Essa entrevistada complementa seu depoimento afirmando que a questão do individualismo se trata de um problema geracional, próprio do que chama de “geração empregada”, isto é, a geração em que as mães, por terem que trabalhar fora, deixam seus filhos serem educados pelas empregadas. Aqui, o conflito entre Escriturários e Técnicos Bancários explicita-se.

Esse conflito geracional, ao que parece, relaciona-se de um modo dialético com o processo de re-significação do trabalho bancário. Ambos os grupos reconhecem a existência de um processo de mudança em relação ao que foi e o que é o trabalho no banco. No entanto, muitas vezes, esse processo envolve um juízo de valor em favor ou contra um dos grupos de agentes envolvidos, ou seja, Escriturários ou Técnicos Bancários.

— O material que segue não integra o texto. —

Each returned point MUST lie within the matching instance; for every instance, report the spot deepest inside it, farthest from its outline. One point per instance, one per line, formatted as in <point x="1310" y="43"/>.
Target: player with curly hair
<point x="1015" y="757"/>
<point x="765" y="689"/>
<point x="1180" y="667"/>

Adão, dessa forma, chama-nos a atenção para a mudança na percepção acerca do emprego, que, para o novo empregado, dá-se numa “mentalidade neoliberal”, conforme abaixo:

Porque antes quando você entrava numa empresa você pensava em seguir carreira nela, você acreditava na empresa. A formação das pessoas era diferente. Esse pessoal mais novo que vem aí tem uma mentalidade neoliberal. Não vou generalizar, mas boa parte quer crescer a qualquer custo dentro da empresa, esquecendo muito da ética, muito do respeito com os colegas e com os clientes. Alguns deles chegam honestamente, a exemplo de vários colegas que estiveram aqui e que hoje não estão mais. Mas boa parte, infelizmente, está aqui para ganhar um tempo, fazer um dinheiro, sem a mínima intenção ... não se dedicam como deveriam e logo saem. Esse Neoliberalismo é assim mesmo. (...) Antigamente, o empregado entrava no X, gostava do X, ele queria trabalhar no X. Então, ele vislumbrava crescer, como todo mundo vislumbra. Mas, salvo uma ou outra pessoa, seguia os caminhos normais para progredir dentro da empresa.

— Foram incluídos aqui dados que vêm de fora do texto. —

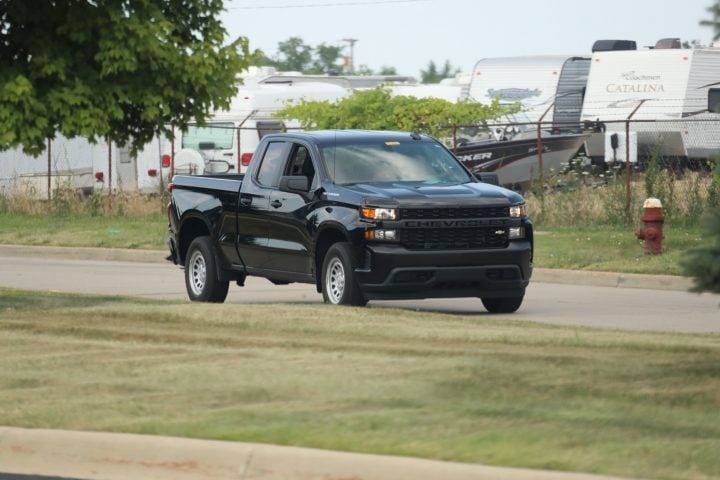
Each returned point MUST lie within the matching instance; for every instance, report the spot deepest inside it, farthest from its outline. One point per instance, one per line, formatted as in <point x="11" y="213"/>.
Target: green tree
<point x="433" y="75"/>
<point x="293" y="55"/>
<point x="377" y="109"/>
<point x="122" y="69"/>
<point x="714" y="22"/>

Subjaz no discurso acima a ideia do emprego como um projeto de vida; da existência de uma relação salutar entre o trabalhador e o seu trabalho, muito diferente da relação que passa a vigorar a partir da entrada de novos empregados com uma “mentalidade neoliberal”. O contraponto desse discurso, vale destacar, é encontrado, por exemplo, quando Oliveira (2009) explora a visão de Técnicos Bancários. Na visão de alguns destes, o “emprego para vida” do pré-reestruturação, condiz com as ideias de estagnação, acomodação, ineficiência e regalias próprias ao funcionalismo público.

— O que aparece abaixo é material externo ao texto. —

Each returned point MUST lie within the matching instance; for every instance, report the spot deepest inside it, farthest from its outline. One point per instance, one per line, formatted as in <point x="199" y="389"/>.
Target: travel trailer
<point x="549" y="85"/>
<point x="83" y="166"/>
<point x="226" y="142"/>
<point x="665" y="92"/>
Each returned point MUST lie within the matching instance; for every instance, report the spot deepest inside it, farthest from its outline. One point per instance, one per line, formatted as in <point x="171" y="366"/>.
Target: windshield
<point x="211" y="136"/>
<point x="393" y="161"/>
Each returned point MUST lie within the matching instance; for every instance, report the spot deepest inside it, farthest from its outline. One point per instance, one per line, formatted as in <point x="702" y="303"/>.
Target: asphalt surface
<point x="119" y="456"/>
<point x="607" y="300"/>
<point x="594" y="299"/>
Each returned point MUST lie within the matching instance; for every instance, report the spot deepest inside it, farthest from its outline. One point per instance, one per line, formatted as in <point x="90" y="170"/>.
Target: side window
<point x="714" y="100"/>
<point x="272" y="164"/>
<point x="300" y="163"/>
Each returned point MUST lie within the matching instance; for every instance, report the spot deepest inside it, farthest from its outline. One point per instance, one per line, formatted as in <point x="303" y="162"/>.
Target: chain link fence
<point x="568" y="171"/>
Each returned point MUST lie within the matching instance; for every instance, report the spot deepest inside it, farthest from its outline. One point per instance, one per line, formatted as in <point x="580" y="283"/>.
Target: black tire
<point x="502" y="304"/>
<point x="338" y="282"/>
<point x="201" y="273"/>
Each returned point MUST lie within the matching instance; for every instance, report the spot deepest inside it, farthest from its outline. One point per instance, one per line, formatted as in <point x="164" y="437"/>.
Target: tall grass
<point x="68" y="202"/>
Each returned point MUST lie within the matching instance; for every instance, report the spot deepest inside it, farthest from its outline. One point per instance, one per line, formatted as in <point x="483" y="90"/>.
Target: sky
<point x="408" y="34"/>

Aparte a questão geracional, Adão ainda aventa uma terceira hipótese para o aumento do individualismo, segundo a qual esse deriva das mudanças na direção da empresa e na pressão imposta por esta ao corpo funcional. Dessa forma, essas mudanças ocorrem de modo diretamente proporcional à pressão colocada sobre os trabalhadores, podendo, no limite, até mesmo impactar nas relações horizontais, isto é, entre colegas do mesmo nível hierárquico. Nas palavras de Adão:

Se ela [a direção] joga uma maior responsabilidade, as pessoas vão se relacionar de uma maneira assim, o de cima vai cobrar mais o de baixo, que vai querer progredir e vai acabar atingindo o colega do lado. Então, tem muito a ver com a direção da empresa e com o governo. Na época do governo Collor, foi terrível. Nem tanto o Collor, mas FHC. Na época de FHC, era terrível.

Outro fator revelado no depoimento desse entrevistado, e que parece também estar relacionado às mudanças nas relações de trabalho, refere-se à política de cargos da empresa. Assim como destacou Rosa, Adão afirma ter havido uma expansão no organograma da empresa. Nesse sentido, afirma que antigamente “você conseguia montar praticamente um gráfico, onde eu vou mostrar para você: gerente geral, gerente de núcleo, escreventes e um técnico. Hoje você tem mil carguinhos por aí que vira um bacuá38 que você não

sabe mais quem é quem”. Vale lembrar que essas afirmações parecem alinhar- se com as constatações do tabela 5, que sugere a diminuição proporcional do número de escriturários, auxiliares e chefias intermediárias e o aumento proporcional das seguintes funções comissionadas: direção/gerência; analistas e programadores; assessores econômicos e jurídicos; outros assessores; operadores de máquinas de processamento; caixas; secretárias, entre outros39.